{mosimage}Mostra com documentos da Biblioteca Nacional prova que a trajetória das mulheres pela emancipação é antiga no Brasil
Trazer à luz dos brasileiros um Brasil oculto na história oficial — ainda que matricial em sua formação — é a proposta da exposição Brasil feminino, inaugurada no início de julho na Biblioteca Nacional do Rio de Janeiro.
Inédita, a mostra reúne 150 originais ou reproduções de gravuras, manuscritos, pinturas, fotos, obras raras, jornais, revistas e documentos fonográficos que integram o acervo da Biblioteca Nacional. A partir das cenas coloniais em que são flagradas como escravas ou sinhás nas gravuras de Carlos Julião e John Luccock, o material apresenta as marcas deixadas ao longo dos séculos por mulheres de variadas origens e ocupações como as atrizes Ruth de Souza e Leila Diniz, a imperatriz Teresa Cristina de Bourbon-Duas Sicílias, a cangaceira Maria Bonita, a princesa Isabel, a compositora Chiquinha Gonzaga, as escritoras Cecília Meireles e Clarice Lispector e a mãe-de-santo e incentivadora do samba Tia Ciata. Entre as ítalo-brasileiras, figuram as atrizes Ittala Nandi e Fausta Polloni.
A ideia original de Brasil feminino era falar da presença feminina na política, contou à Comunità o curador da mostra, o historiador Marcus Venicio.
— Vimos que iria ficar muito fechado como tema.
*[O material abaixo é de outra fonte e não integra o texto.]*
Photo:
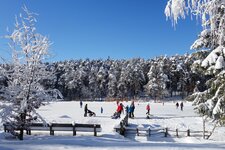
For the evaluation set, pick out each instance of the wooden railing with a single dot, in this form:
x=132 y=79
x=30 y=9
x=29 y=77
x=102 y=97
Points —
x=52 y=127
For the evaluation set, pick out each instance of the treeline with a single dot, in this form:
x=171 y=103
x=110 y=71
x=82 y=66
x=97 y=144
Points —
x=155 y=78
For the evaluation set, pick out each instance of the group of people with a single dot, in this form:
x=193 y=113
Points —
x=181 y=106
x=120 y=109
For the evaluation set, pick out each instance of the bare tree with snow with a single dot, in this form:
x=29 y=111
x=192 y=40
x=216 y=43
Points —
x=24 y=93
x=211 y=102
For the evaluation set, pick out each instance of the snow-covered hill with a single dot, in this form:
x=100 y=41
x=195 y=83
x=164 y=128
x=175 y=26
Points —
x=161 y=116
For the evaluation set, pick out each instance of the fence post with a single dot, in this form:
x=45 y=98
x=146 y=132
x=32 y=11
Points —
x=166 y=132
x=188 y=132
x=177 y=132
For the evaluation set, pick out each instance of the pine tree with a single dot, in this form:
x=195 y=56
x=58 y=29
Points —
x=211 y=13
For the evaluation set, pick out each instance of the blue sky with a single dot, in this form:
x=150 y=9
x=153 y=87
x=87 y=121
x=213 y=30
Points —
x=120 y=29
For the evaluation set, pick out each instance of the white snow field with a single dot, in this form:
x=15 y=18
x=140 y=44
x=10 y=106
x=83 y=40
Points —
x=161 y=116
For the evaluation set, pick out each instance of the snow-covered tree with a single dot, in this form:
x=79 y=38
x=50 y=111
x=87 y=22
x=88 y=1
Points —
x=212 y=38
x=24 y=92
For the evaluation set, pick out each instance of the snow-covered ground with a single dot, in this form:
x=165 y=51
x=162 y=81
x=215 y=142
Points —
x=161 y=116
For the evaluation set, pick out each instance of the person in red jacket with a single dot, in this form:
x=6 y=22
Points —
x=119 y=108
x=148 y=109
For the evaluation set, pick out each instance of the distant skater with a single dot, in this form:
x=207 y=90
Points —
x=81 y=104
x=131 y=110
x=101 y=110
x=181 y=106
x=177 y=105
x=148 y=109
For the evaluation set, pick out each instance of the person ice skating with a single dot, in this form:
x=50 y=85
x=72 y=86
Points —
x=120 y=108
x=132 y=107
x=118 y=111
x=181 y=106
x=85 y=110
x=89 y=112
x=127 y=109
x=148 y=109
x=177 y=105
x=81 y=104
x=101 y=110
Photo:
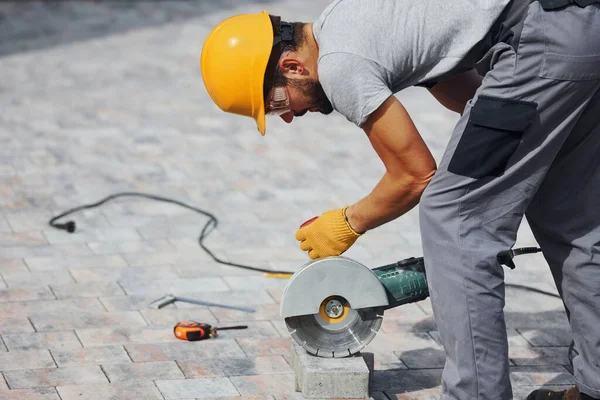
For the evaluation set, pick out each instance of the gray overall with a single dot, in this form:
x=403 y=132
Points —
x=527 y=144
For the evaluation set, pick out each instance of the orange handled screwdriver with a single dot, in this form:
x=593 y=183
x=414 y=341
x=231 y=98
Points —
x=193 y=331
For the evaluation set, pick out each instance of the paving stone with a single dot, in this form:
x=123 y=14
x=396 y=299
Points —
x=26 y=279
x=12 y=266
x=544 y=375
x=49 y=251
x=539 y=355
x=245 y=366
x=135 y=390
x=23 y=360
x=131 y=246
x=84 y=320
x=258 y=347
x=244 y=298
x=254 y=282
x=165 y=258
x=406 y=380
x=547 y=337
x=169 y=317
x=27 y=308
x=53 y=263
x=92 y=235
x=13 y=325
x=149 y=371
x=133 y=302
x=183 y=351
x=423 y=394
x=29 y=394
x=174 y=286
x=115 y=336
x=66 y=340
x=263 y=312
x=423 y=358
x=318 y=377
x=32 y=238
x=22 y=294
x=264 y=384
x=196 y=388
x=132 y=274
x=87 y=289
x=81 y=375
x=92 y=355
x=256 y=329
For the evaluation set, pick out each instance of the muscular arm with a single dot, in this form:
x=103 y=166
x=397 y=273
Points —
x=409 y=167
x=456 y=91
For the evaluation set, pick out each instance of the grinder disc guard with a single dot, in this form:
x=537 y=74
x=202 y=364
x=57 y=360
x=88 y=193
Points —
x=323 y=338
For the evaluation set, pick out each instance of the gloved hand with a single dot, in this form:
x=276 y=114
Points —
x=328 y=235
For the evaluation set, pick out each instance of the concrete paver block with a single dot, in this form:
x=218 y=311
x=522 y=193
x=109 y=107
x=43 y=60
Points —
x=329 y=378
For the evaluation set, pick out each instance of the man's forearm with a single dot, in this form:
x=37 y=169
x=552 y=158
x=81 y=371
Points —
x=391 y=198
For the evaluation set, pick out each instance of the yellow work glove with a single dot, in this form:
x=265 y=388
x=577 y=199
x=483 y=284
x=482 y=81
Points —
x=328 y=235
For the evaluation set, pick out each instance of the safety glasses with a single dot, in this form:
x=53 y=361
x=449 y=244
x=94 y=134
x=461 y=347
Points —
x=278 y=100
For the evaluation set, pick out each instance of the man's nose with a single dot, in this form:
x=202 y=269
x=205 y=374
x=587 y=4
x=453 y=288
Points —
x=287 y=117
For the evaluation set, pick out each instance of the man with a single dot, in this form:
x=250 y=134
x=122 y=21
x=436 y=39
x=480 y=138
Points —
x=525 y=75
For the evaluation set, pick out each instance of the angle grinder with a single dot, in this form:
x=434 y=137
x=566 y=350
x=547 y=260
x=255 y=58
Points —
x=334 y=306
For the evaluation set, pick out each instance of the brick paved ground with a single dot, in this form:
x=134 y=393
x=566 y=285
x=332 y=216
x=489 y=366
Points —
x=97 y=98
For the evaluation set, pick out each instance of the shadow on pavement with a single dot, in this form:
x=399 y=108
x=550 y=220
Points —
x=27 y=26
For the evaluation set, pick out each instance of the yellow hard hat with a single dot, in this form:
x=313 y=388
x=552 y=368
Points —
x=233 y=64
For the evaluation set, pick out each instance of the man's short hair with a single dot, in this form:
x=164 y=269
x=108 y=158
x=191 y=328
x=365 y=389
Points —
x=272 y=75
Então foi decidido que o mesmo seria ampliado à presença das mulheres na história em geral.
Nísia Floresta
Entre as dezenas de vultos trazidos à luz do público está o da escritora e educadora Nísia Floresta, pseudônimo de Dionísia Gonçalves Pinto. Nascida em 1810, no Rio Grande do Norte, Nísia participou de campanhas abolicionistas e morou em países europeus nos quais publicou livros de crítica social. Algumas de suas marcas mais fortes ficaram na Itália, onde chegou a visitar o amigo Giuseppe Garibaldi. O lançamento no Brasil de um de seus livros, Três Anos na Itália, Seguidos de uma Viagem à Grécia, mereceu comentários de ninguém menos que Machado de Assis. Em sua coluna publicada no dia 10 de julho de 1864, no Diário do Rio de Janeiro, o escritor comentava que “Três anos na Itália parece ser o verdadeiro sonho de poeta”. Até que ponto a nossa patrícia se satisfaz aos desejos dos que a leram? Não sei, porque ainda não li a obra. Mas, ao julgar pela menção benévola da imprensa, devo acreditar que o livro merece a atenção de todos que prezam as letras e sonham com a Itália — compartilhava Machado com os leitores.
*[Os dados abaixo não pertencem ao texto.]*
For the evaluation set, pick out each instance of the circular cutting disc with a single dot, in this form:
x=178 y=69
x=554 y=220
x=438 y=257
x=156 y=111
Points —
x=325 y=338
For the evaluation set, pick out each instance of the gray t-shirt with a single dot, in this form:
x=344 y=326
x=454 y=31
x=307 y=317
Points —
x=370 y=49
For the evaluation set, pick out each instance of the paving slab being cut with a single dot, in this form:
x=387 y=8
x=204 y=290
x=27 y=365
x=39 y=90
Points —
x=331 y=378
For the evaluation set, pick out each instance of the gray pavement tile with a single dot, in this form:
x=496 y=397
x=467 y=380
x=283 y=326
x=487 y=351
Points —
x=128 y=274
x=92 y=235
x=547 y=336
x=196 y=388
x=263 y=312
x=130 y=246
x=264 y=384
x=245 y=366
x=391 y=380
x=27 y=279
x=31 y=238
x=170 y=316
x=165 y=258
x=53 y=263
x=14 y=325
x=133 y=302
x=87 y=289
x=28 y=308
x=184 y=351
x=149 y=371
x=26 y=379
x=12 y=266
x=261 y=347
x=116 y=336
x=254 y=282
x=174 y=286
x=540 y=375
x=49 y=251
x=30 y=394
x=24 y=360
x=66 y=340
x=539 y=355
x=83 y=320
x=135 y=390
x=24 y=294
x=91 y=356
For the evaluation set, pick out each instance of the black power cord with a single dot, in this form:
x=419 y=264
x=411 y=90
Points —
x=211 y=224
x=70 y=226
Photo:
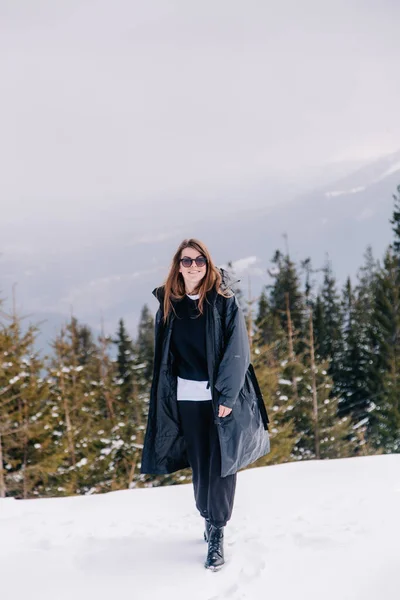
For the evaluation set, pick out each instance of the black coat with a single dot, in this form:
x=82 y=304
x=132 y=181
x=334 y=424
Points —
x=243 y=434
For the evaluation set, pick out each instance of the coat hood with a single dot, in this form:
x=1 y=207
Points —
x=228 y=281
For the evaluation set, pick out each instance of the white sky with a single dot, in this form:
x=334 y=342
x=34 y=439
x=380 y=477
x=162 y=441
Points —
x=123 y=101
x=309 y=530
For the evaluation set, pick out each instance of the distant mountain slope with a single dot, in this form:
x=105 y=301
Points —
x=113 y=276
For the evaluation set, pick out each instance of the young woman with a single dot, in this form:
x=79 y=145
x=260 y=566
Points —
x=206 y=410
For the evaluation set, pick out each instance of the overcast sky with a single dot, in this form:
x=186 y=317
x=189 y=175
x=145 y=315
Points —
x=124 y=101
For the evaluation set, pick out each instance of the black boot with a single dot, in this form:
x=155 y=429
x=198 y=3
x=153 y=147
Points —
x=207 y=529
x=215 y=555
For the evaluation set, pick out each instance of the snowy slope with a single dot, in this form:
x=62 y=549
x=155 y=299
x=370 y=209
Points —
x=314 y=530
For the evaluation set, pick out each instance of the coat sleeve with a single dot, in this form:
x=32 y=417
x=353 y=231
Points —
x=236 y=357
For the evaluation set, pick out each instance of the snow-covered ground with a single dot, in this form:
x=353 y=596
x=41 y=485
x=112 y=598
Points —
x=312 y=530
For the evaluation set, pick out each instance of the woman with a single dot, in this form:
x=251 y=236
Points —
x=206 y=410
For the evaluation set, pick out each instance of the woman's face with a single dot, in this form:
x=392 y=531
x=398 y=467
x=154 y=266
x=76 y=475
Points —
x=193 y=274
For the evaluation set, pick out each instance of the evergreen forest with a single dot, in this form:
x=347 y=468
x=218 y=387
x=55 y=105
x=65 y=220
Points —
x=327 y=359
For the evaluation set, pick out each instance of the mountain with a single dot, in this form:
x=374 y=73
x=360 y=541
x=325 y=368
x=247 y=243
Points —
x=309 y=530
x=105 y=268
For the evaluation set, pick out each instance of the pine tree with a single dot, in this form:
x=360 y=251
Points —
x=329 y=342
x=384 y=426
x=23 y=406
x=125 y=361
x=286 y=284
Longe de idealizar ou romantizar as cidades italianas, a obra é mais que um diário de viagem e se assemelha a uma crônica histórica, com uma análise do momento político vivido pelos italianos, no auge das lutas pela unificação do país. Ela descreve a situação política e econômica, os sentimentos populares e o clima revolucionário. Além disso, contém uma de suas críticas mais severas à escravidão no Brasil: Ó minha pátria querida, Éden desse mundo imenso e extraordinário, reaparecido ao olhar deslumbrado de Colombo, deixa, ah! deixa livremente explodir de teu nobre peito o grito humanitário, que sufocas penosamente, por força dos deploráveis preconceitos transmitidos por teus antigos dominadores de além-mar! Sê conseqüente com as instituições livres que te regem, com a religião que professas: quebra, oh! quebra os grilhões de teus escravos!”
Em outros livros, Nísia destacou a importância da educação feminina para a mulher e para a sociedade, a exemplo de Conselhos à minha filha, publicado em Florença em 1859.
A mostra Brasil feminino traz uma novidade para o público: a abertura aos sábados e domingos. — Desde o início do século passado, uma exposição na Biblioteca Nacional não permanecia aberta para os visitantes nos fins de semana — , revela o curador Marcus Venicio. A exposição está aberta à visitação até o dia 26 de agosto, no Espaço Cultura Elizeu Visconti, no primeiro andar da Biblioteca Nacional. A entrada é gratuita.
Anita Garibaldi lá e aqui
Por ser “heroína de dois mundos”, Anita Garibaldi, celebrada no Brasil feminino, também foi recentemente incluída em uma exposição italiana com o mesmo tema, Donne d’Italia la metà dell’Unità, que celebrou as mulheres destacadas na história da Itália, come Maria Montessori, Grazia Deledda, Elena Regina e Oriana Fallaci. A mostra ficou em cartaz de 16 de março a 26 de junho deste ano, no Palazzo Blu, em Pisa, e fez parte das celebrações pelos 150 anos da Unificação.